Bytes in memory are stored in little-endian order. The least significant byte of a value is stored first. If you write mov eax, 0x12345678 and then look at the bytes in memory, you will see 78 56 34 12, not 12 34 56 78. This is the single most common source of “the bytes don’t match” confusion when reading shellcode. It is not a bug. It is the architecture. Get used to reading hex dumps backward.
The instructions that matter
The full x86 manual runs to thousands of pages. The instructions you will see in 90% of disassembly, in order of frequency:
Data moving. MOV is the most common instruction in any compiled program — it copies a value from source to destination. MOVSX and MOVZX extend a smaller value to a larger one, filling the new bits with the sign bit or with zeros respectively.
mov eax, 0x41 ; load the immediate value 0x41 into eax
mov ebx, [esp] ; load the dword at the top of the stack into ebx
movzx eax, byte [esi] ; load a single byte from [esi], zero-extend into eax
lea eax, [ecx+edx*4+8] ; compute the address ecx+edx*4+8, store in eax
Arithmetic. ADD and SUB are the obvious ones. MUL and IMUL multiply, with the result in EDX:EAX for the unsigned-without-operand form. DIV and IDIV divide, with the quotient in EAX and the remainder in EDX.
mov eax, 65 ; dividend
mov ecx, 4 ; divisor
div ecx ; eax = 16, edx = 1 (remainder)
Bitwise. AND, OR, XOR, NOT. Two pieces of data, compared bit by bit. XOR is the interesting one — any value XORed with itself becomes 0, which is why compilers zero a register with xor eax, eax instead of mov eax, 0. The XOR path is one byte shorter and one cycle faster on most CPUs.

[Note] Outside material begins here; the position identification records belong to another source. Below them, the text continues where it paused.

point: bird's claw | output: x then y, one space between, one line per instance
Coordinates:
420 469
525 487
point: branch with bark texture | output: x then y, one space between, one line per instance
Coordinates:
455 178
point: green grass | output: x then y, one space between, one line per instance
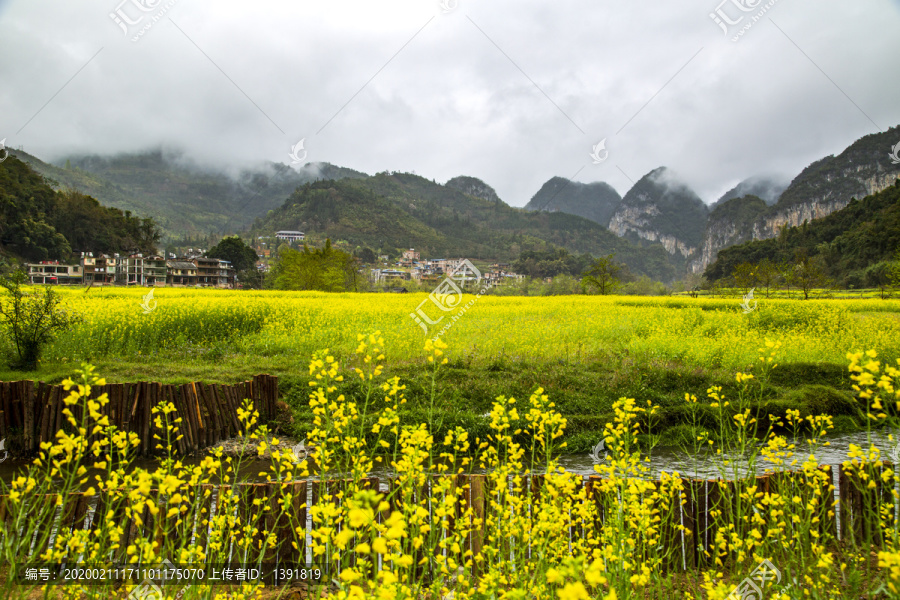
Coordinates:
586 352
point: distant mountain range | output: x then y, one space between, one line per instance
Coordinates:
184 200
660 227
661 208
401 210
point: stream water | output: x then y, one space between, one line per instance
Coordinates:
663 458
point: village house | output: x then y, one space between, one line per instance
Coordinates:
290 236
51 271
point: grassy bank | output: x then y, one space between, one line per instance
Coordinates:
586 352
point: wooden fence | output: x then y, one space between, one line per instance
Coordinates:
31 412
851 520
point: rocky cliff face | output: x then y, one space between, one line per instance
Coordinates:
663 209
822 188
474 187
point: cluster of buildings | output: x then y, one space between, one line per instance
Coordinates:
412 267
135 269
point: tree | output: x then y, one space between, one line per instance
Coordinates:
809 274
767 274
33 319
788 274
894 271
603 275
744 276
233 249
325 269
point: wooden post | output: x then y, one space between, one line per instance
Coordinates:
29 415
148 400
476 501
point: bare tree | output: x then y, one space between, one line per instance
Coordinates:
603 275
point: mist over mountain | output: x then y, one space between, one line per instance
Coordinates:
474 187
183 198
595 201
824 187
661 207
767 187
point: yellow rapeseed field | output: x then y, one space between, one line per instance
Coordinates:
709 332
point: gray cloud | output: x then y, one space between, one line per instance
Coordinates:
511 92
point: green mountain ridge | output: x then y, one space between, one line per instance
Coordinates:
404 210
596 201
182 199
850 241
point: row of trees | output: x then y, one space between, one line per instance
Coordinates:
805 273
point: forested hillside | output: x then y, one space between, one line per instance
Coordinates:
851 241
389 211
39 223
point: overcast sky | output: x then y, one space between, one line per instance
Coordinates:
512 92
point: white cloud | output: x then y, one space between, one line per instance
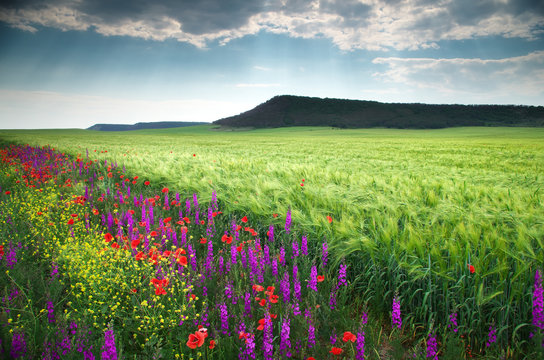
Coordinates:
350 24
39 109
505 80
257 85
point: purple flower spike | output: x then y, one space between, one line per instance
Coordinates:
538 302
288 222
109 351
395 316
432 352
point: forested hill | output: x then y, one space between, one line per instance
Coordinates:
143 126
286 110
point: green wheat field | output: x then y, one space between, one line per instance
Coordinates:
447 221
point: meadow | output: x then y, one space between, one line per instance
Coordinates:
445 226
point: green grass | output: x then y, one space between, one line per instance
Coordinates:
410 208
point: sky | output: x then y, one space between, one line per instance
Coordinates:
72 64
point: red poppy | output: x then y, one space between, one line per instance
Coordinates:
258 287
179 252
270 290
160 291
349 336
227 239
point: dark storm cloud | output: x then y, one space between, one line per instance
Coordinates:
197 16
350 24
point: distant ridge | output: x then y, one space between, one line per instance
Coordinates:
143 126
287 110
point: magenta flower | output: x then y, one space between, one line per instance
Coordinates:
312 283
538 302
109 351
395 316
432 352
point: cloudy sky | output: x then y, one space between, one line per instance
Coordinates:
80 62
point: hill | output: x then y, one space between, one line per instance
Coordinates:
143 126
287 110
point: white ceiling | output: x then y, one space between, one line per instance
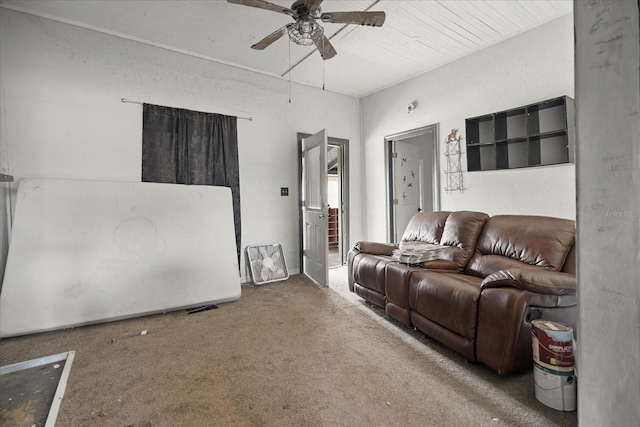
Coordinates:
417 36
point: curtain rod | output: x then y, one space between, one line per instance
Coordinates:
139 102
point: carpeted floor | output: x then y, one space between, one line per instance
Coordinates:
286 354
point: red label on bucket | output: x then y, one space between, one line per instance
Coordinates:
552 344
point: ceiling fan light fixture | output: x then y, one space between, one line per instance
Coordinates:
306 31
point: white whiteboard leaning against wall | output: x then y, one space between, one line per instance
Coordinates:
85 252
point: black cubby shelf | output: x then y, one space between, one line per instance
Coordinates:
538 134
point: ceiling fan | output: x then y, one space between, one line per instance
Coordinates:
306 30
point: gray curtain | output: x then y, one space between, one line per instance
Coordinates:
190 147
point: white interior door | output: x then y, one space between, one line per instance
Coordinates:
315 234
407 185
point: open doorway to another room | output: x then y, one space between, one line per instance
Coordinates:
338 200
335 190
413 177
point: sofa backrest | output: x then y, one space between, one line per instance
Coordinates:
509 241
456 231
425 227
460 234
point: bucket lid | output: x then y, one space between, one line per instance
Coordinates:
549 325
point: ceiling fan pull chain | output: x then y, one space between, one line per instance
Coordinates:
289 71
323 64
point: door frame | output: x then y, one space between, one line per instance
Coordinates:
435 170
344 186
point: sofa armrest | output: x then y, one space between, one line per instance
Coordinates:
375 248
533 279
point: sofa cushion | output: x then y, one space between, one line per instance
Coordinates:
448 299
533 279
512 241
460 234
425 227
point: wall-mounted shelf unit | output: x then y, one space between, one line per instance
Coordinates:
534 135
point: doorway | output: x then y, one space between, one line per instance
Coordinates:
337 176
413 177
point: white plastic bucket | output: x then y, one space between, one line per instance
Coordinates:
553 365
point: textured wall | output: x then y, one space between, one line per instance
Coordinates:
64 119
608 173
528 68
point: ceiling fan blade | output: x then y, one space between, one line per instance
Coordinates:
374 19
325 48
312 5
262 4
265 42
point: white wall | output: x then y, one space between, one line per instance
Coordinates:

xor eax, eax ; eax = 0, faster than "mov eax, 0"
and eax, 0xFF ; keep only the low byte of eax
or eax, 0x100 ; set bit 8 of eax
not eax ; flip every bit of eax
Branching. JMP is unconditional. The conditional jumps check flags set by a previous instruction, almost always CMP (compare) or TEST (bitwise AND that discards the result, used for checking single bits).
cmp eax, ebx
je .equal ; jump if eax == ebx
jg .greater ; jump if eax > ebx (signed)
jbe .not_greater ; jump if eax <= ebx (unsigned)
Looping. The LOOP instruction decrements ECX and jumps to the target if ECX is not zero. It is a relic of the 16-bit era, rarely generated by modern compilers, but it shows up in hand-written assembly and shellcode. The REP prefix is more interesting — it repeats the following string operation (MOVS, STOS, CMPS, SCAS) ECX times.
mov ecx, 5
_proc:
dec ecx
loop _proc ; loops 5 times
The mental model
Once the above is internalized, almost every disassembled function follows the same shape. A prologue saves the old EBP and sets up a new frame. The body loads arguments, does work, branches based on conditions, and moves results into EAX to return. An epilogue restores the old EBP and returns.
The exceptions are interesting. Loops and function calls use ECX and the stack, not EAX. String operations use ESI and EDI as source and destination. Some compilers will use any register for any purpose, especially with optimization enabled, which is why disassembly without symbols is genuinely hard. But the model holds often enough that it is the right starting point.
The deeper instruction set — LOOP, REP, MOVZX, the floating-point FPU stack, the MMX/SSE/AVX vector instructions, the AES-NI and SHA-NI hardware-accelerated crypto — is for later. None of it changes the mental model. The mental model is: registers are 32-bit scratchpads, flags are tiny status signals, the stack is a LIFO that grows downward, memory is byte-addressed little-endian, and the instruction pointer walks through the program one instruction at a time. Everything else is vocabulary on top of that.